Luís Miguel Albuquerque sublinhou que este documento é uma “primeira versão”, aberta a contributos durante a fase de consulta pública, podendo vir a ser integradas novas intenções de investimento que ainda não estejam contempladas.
O autarca apresentou as linhas mestras deste “plano de ação”, que define as intervenções estratégicas para a cidade em que um dos primeiros passos formais passa pela retificação da delimitação da Área de Reabilitação Urbana (ARU), fazendo-a coincidir com a Área de Reabilitação de Ourém (ARO) e garantindo coerência territorial ao projeto.
O plano, que projeta um investimento global de 85 milhões de euros, será dividido entre a iniciativa municipal e a dinâmica de proprietários e investidores privados. O presidente da Câmara reforçou ainda que, no que respeita ao investimento privado, a “aprovação deste mecanismo é crucial, uma vez que traz associados importantes benefícios fiscais para quem pretenda requalificar imóveis degradados dentro do perímetro definido, incentivando a renovação do parque imobiliário da cidade”.
Recorde-se que a atual Área de Reabilitação Urbana (ARU) da Cidade de Ourém, com cerca de 264 hectares, foi aprovada pela Assembleia Municipal em abril de 2023. De acordo com o Regime Jurídico da Reabilitação Urbana, a delimitação de uma ARU exige a aprovação de uma respetiva Operação de Reabilitação Urbana no prazo de três anos, sob pena de caducidade, o que torna necessária a concretização deste instrumento estratégico.

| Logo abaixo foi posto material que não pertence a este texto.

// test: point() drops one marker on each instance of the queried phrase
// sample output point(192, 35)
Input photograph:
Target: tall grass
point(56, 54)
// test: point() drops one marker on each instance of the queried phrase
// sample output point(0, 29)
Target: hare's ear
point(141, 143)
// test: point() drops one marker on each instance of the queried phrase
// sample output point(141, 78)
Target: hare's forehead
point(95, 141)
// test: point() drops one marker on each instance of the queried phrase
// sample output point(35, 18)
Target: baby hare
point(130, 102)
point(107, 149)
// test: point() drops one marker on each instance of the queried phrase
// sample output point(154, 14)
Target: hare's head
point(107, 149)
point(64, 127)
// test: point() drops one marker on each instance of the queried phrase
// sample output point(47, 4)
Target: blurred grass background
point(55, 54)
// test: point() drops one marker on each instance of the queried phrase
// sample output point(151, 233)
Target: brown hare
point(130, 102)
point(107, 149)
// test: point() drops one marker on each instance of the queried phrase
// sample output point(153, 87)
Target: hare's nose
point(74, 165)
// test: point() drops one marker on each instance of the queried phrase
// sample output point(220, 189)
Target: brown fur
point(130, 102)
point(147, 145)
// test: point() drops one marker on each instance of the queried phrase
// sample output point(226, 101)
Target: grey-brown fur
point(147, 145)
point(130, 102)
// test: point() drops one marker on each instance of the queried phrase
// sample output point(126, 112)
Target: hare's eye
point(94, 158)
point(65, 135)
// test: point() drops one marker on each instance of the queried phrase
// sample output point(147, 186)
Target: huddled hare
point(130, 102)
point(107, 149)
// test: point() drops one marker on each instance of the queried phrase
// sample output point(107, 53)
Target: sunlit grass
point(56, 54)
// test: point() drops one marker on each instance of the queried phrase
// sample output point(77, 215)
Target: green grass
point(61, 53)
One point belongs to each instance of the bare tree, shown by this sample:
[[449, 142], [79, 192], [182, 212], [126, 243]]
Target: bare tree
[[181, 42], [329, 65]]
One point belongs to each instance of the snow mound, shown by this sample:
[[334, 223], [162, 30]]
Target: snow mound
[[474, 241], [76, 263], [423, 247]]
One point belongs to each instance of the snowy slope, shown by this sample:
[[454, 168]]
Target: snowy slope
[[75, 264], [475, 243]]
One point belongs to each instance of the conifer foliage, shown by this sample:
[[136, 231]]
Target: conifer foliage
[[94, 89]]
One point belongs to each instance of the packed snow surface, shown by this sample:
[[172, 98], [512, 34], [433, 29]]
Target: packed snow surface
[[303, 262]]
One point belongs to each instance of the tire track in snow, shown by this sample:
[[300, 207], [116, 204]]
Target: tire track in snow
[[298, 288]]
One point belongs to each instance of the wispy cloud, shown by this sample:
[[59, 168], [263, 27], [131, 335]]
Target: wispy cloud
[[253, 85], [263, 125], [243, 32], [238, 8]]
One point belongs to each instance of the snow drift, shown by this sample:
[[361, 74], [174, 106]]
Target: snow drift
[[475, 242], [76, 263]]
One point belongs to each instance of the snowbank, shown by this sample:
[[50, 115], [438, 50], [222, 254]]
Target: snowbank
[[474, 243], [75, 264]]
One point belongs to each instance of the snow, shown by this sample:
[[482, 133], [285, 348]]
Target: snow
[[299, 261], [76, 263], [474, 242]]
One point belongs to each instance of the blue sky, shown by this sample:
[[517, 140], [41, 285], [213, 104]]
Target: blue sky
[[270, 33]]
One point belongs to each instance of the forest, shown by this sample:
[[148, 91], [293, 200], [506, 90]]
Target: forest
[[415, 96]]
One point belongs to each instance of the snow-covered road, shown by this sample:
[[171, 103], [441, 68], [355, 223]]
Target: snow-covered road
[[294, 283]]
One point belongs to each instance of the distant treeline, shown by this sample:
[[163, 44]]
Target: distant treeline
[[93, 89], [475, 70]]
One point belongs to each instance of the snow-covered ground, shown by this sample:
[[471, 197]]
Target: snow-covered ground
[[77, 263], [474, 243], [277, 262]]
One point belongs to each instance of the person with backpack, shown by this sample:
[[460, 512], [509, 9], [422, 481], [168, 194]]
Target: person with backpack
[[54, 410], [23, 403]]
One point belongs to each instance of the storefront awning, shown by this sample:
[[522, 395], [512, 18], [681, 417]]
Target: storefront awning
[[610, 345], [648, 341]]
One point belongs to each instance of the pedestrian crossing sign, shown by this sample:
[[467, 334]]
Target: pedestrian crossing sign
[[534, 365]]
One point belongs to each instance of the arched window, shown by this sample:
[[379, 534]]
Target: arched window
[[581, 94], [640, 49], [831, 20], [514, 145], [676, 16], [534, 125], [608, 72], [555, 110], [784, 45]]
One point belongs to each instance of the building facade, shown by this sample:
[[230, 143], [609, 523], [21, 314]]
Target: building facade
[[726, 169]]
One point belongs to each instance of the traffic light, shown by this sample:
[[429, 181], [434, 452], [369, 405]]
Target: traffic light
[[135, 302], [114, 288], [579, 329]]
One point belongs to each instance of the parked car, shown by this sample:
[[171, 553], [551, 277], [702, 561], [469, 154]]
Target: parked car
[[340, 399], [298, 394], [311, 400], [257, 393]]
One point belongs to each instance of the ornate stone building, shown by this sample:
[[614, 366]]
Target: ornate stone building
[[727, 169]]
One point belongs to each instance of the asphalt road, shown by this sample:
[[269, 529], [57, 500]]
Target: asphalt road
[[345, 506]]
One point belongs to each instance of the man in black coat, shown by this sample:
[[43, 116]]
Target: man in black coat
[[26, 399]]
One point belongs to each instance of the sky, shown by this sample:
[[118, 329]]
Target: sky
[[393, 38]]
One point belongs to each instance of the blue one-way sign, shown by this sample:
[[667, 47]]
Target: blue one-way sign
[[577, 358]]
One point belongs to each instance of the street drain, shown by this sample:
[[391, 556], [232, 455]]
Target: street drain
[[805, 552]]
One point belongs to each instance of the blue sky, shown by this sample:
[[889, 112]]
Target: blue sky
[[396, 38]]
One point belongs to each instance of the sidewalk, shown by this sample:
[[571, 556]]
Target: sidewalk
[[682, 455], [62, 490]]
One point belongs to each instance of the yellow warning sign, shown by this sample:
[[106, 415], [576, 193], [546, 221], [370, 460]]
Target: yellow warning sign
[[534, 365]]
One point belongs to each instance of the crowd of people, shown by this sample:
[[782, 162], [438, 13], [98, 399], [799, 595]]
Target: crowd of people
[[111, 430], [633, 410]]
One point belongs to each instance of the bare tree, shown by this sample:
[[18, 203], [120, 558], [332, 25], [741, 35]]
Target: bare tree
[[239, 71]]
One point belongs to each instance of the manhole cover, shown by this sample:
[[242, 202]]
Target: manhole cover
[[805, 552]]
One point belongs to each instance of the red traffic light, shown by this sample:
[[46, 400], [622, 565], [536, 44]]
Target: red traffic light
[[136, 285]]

A proposta de ORU agora aprovada pela Câmara Municipal materializa-se através de um Programa Estratégico de Reabilitação Urbana, que estrutura o conjunto de ações e medidas a desenvolver na área abrangida, com vista à valorização urbanística, económica e social da cidade.
Após esta aprovação, o projeto será remetido ao Instituto da Habitação e da Reabilitação Urbana (IHRU) para emissão de parecer não vinculativo e será posteriormente submetido a discussão pública, permitindo a participação de cidadãos e entidades interessadas antes da sua aprovação final pela Assembleia Municipal.